Across the line: 128K–256K context windows and native multimodality. Image and video go in, with audio understanding on the E2B/E4B edge variants. All of it runs offline on consumer GPUs and Apple Silicon. No API key, no per-token meter, no request leaving your network.
The shift this confirms
A year ago, "run it locally" meant accepting a real quality tax. That gap has closed for the work most teams actually do. For grounded, document-level question answering, a well-served Gemma 4 on your own hardware is no longer the compromise option. It's the sensible default. The bottleneck stopped being model size some time ago; what matters now is retrieval quality and how cleanly you feed the model its context.
Be precise about what changed. The weights were already downloadable; what Apache 2.0 removes is the permission layer sitting on top of them. Before, "open" came with an asterisk: a license a vendor wrote and could amend. Now the asterisk is gone.
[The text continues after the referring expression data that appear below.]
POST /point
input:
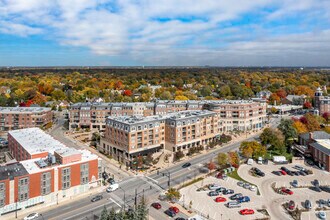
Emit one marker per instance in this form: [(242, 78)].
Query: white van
[(233, 205), (113, 187)]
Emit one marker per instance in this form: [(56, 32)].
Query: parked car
[(277, 173), (308, 204), (246, 185), (174, 209), (228, 191), (316, 189), (32, 216), (113, 187), (283, 172), (322, 215), (170, 213), (97, 198), (221, 176), (294, 183), (246, 212), (325, 188), (236, 196), (297, 167), (322, 203), (221, 189), (186, 165), (156, 205), (213, 193), (240, 183), (291, 205), (220, 199), (316, 183), (214, 186), (287, 191), (243, 199)]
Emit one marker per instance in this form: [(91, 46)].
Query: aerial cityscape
[(184, 110)]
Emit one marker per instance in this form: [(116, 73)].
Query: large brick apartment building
[(47, 172), (236, 114), (127, 137), (12, 118)]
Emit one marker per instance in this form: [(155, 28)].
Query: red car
[(287, 191), (291, 205), (174, 209), (247, 212), (156, 205), (220, 199), (283, 172)]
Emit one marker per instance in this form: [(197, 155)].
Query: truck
[(280, 160)]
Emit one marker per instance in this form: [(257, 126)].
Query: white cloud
[(132, 29)]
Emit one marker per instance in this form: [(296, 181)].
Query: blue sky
[(164, 32)]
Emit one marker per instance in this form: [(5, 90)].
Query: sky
[(165, 33)]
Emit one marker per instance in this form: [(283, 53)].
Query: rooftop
[(35, 141), (322, 145), (23, 109), (11, 171), (32, 167)]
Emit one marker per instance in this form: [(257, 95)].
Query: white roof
[(35, 141), (32, 167)]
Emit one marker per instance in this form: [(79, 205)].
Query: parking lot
[(205, 204), (268, 198)]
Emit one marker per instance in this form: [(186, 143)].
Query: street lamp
[(124, 197)]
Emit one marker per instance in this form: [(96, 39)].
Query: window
[(66, 177), (45, 183), (84, 173), (2, 194), (23, 189)]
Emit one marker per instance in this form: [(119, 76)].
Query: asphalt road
[(149, 186)]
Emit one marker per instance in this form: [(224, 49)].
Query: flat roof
[(17, 110), (322, 145), (31, 166), (35, 141), (11, 171)]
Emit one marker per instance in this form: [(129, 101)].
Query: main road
[(132, 188)]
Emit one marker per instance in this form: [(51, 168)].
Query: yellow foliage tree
[(300, 127)]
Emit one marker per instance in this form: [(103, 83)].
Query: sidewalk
[(44, 207)]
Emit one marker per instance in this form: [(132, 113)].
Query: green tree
[(173, 194), (222, 159), (142, 210), (288, 130), (104, 214)]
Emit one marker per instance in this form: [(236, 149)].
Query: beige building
[(12, 118), (187, 129), (127, 137)]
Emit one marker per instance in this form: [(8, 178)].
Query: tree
[(233, 158), (300, 127), (287, 129), (222, 159), (104, 214), (307, 105), (58, 95), (281, 93), (312, 123), (211, 165), (274, 99), (141, 212)]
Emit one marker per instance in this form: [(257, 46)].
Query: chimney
[(311, 135)]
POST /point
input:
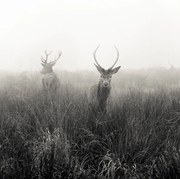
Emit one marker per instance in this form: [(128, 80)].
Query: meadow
[(138, 138)]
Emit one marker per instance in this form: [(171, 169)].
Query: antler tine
[(116, 58), (95, 56)]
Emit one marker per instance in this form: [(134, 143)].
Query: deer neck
[(103, 93)]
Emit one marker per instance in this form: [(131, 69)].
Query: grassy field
[(138, 138)]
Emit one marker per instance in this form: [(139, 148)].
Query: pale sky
[(146, 32)]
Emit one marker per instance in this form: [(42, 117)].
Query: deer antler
[(95, 57), (116, 59)]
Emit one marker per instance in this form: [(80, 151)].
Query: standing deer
[(50, 80), (100, 92)]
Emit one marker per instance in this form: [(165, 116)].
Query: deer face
[(106, 75), (47, 67)]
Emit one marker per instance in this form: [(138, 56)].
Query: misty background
[(147, 33)]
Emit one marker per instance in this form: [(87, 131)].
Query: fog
[(147, 33)]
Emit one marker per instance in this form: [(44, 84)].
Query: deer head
[(106, 75), (47, 66)]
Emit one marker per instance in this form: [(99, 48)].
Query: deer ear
[(101, 70), (115, 70), (53, 63)]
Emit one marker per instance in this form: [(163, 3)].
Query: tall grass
[(139, 136)]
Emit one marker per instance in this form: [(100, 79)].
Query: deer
[(50, 81), (100, 93)]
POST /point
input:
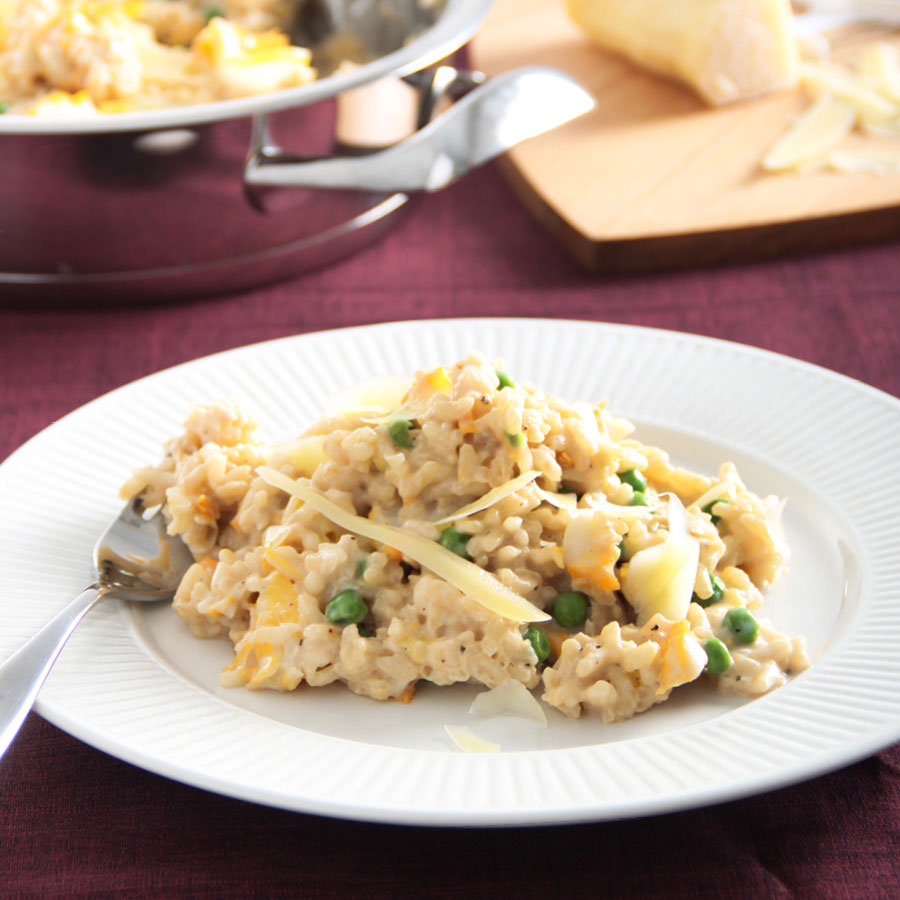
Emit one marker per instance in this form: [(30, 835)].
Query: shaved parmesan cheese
[(661, 578), (724, 490), (511, 698), (275, 535), (465, 576), (682, 658), (468, 741), (490, 498), (815, 132), (373, 396), (885, 162)]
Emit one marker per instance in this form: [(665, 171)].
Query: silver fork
[(135, 560)]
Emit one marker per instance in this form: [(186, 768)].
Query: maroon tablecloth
[(77, 823)]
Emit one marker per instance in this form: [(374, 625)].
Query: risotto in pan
[(462, 527)]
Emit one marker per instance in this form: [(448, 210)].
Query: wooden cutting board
[(653, 178)]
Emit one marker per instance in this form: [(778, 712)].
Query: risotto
[(461, 527), (85, 57)]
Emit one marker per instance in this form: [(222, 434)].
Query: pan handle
[(490, 118)]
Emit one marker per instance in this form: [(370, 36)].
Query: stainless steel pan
[(222, 196)]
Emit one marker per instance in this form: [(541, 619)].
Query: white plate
[(139, 687)]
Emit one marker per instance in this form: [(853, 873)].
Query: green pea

You're not asking anyone's blessing to put a state-of-the-art model on a box in a locked room and keep it there.
For a regulated team, that distinction is the whole ballgame. A custom license with revisable use terms is a dependency you can't fully audit, because its meaning can move. A standard open-source license is a known quantity: the same one already running half the infrastructure you trust. Sovereignty isn't only about where the bytes sit; it's about whether the rules governing them can change without you.
That's the foundation pdf2okf is built on. We don't want you renting a model through someone else's terms of use. We want you owning the model, the hardware, and the answer it gives. Gemma 4 under Apache 2.0 is exactly the kind of model pdf2okf runs against locally, or that you point it at with your own key. Own your model. It's the first of three things worth owning: the format you keep your knowledge in, and the stack you build on, are the other two.